00:00 - One of the quickest ways to destroy a freshly built engine is to have the valves crash into the pistons the first time the engine is started up.
00:08 If you're dealing with a rebuild on a stock engine, then you shouldn't need to worry about clearance between the valves and pistons, assuming the cam timing is correct.
00:17 However, if you're changing to a different piston crown profile, different cam profile, or even to oversized valves, it's essential to confirm that you have sufficient clearance.
00:30 There are a range of considerations we need to understand when deciding on a minimum valve-to-piston clearance that we're comfortable with.
00:38 Like many aspects of engine building, there is much debate on the subject, so I'll explain how I deal with valve clearances, and why I choose particular clearances.
00:50 In simple terms, it may be reasonable to think that, provided the piston and valves aren't contacting during a dummy assembly of the engine, that we have nothing to worry about.

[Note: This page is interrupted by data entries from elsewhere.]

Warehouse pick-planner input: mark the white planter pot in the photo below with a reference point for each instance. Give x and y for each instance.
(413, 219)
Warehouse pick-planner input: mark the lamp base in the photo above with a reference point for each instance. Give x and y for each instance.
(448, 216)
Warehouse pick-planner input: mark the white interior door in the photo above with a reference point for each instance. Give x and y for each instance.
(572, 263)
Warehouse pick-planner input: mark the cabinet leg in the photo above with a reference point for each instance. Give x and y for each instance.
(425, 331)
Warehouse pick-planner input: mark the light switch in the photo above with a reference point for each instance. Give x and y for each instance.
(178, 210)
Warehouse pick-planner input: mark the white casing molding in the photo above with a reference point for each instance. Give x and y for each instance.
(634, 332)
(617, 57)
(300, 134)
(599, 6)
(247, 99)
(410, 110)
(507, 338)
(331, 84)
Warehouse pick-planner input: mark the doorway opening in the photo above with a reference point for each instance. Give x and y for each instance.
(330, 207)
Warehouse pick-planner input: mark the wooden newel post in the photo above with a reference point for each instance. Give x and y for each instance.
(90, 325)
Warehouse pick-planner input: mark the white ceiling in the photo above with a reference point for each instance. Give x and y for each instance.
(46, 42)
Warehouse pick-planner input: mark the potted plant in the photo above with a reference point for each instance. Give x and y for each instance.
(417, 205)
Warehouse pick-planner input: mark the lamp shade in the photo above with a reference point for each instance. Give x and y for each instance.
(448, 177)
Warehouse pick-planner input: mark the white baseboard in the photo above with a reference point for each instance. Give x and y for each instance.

01:01 The reality, though, is that under high RPM operating conditions, there's a lot more going on.
01:07 Firstly, the conrod may tend to stretch slightly at high RPM, bringing the piston closer to the cylinder head.
01:15 If you're using a steel rod, then the stretch will be minimal.
01:19 However, particularly with an alloy conrod, stretch can be significant, and the rod will also grow as it heats up to normal operating temperature.
01:29 This effect reduces the clearance between the piston and valves under operating conditions.
01:36 Next, we need to consider that the piston will also rock in the bore as it moves up and down.
01:41 This can affect the radial clearance available between the outside of the valve diameter and the diameter of the valve pockets, or cut-outs, in the pistons.
01:52 To ensure that we have sufficient clearance as the piston rocks in the bore, we're going to need to ensure this positive clearance under static conditions.
02:02 Lastly, we need to consider the way the camshaft controls the valves.
02:07 In the ideal world, the valves would move as directed by the camshaft, and hence, their movement would be nice and predictable.
02:15 In this case, assuming we have clearance during a static test, we should also have clearance at high RPM.
02:22 It's not uncommon, however, at high RPM, for the cam to lose control of the valve.
02:28 This in particular can happen with aggressive cam profiles where we don't have sufficient valve spring pressure.
02:36 In this situation, we can get valve float, where the valve floats off the cam, and opens further than the cam profile dictates, or we can also end up with the valve bouncing when the valve closes, and hits bouncing back off its seat, and opening again.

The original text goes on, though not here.